ACTSNYC@cs.com on wed 12 apr 00

>
> ---------- Forwarded message ----------
> Date: Tue, 11 Apr 2000 15:23:39 EDT
> From: Ray Aldridge
> Reply-To: Ceramic Arts Discussion List
> To: CLAYART@LSV.UKY.EDU
> Subject: Re: Monona on: aluminum leaching
> Resent-Subject: Re: Monona on: aluminum leaching
> ----------------------------Original message----------------------------
> In what form does aluminum leach from pottery, and is this form in any way
> bioavailable? The aluminum would almost certainly never be in elemental
> form, (how hot is a bauxite furnace?) The alumino-silicates that comprise
> fired clay and glazes must be about the most stable way on earth to fix
> aluminum. Even low-fired unglazed earthenware can survive a thousand years
> in the ground without much deterioration.
>
> I'm extremely dubious. We live in a miasma of aluminum-- it's in the
> ground we walk on, it's in the soil that supports most of the landbased
> life on earth and potters spend their lives with their hands covered with
> the stuff.
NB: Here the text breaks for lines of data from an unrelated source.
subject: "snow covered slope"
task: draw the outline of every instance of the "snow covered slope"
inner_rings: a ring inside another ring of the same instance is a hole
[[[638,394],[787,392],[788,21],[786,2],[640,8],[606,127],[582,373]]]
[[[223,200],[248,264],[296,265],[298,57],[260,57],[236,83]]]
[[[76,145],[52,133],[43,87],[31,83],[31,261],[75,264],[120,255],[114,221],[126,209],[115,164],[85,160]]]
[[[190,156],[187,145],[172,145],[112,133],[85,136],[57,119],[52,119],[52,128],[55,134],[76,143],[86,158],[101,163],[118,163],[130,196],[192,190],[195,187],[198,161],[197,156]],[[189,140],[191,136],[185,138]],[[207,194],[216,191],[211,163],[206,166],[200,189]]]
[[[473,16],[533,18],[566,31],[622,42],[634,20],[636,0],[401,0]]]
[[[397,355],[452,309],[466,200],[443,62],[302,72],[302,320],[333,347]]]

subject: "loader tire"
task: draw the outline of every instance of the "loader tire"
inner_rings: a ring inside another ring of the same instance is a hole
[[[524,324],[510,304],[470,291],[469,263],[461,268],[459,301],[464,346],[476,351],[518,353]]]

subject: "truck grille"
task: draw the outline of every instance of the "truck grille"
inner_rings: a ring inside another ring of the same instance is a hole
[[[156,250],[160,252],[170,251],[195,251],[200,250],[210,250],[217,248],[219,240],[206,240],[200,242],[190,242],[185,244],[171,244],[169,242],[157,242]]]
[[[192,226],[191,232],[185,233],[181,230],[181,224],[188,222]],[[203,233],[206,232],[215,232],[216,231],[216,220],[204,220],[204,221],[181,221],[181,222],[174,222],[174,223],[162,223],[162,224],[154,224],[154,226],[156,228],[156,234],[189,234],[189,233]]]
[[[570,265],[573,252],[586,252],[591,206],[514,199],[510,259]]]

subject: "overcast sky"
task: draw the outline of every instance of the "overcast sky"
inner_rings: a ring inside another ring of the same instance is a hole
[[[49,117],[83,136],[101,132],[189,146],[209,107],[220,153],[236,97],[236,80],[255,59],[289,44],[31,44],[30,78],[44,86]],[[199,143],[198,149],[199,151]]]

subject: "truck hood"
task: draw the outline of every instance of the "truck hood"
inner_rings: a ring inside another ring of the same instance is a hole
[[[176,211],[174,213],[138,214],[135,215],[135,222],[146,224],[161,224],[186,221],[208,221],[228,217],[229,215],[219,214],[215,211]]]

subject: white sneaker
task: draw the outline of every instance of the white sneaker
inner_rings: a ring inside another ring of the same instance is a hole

Human beings probably process several pounds of the stuff
> through their mucous membranes every month, just filtering ordinary dust
> out of the air.
>
> I'd need some pretty definitive cites before I could take this at all
> seriously. Though I have to say that Monona is absolutely right about the
> potential for well-meant hysteria-- some folks don't require actual facts
> before they get excited, so it's a good idea to get the facts marshalled
> into a great big hammer we can use to squash any attacks on one of the
> essential materials of our art form.
> Ray
>

You are making the same mistake that Gavin made. Read that post. The
aluminum from the glaze tests is in a soluble form. Don't mix insoluble
aluminum-containing mineral dusts, hot bauxite furnaces, and such, with
aluminum dissolved from the surface of a glaze.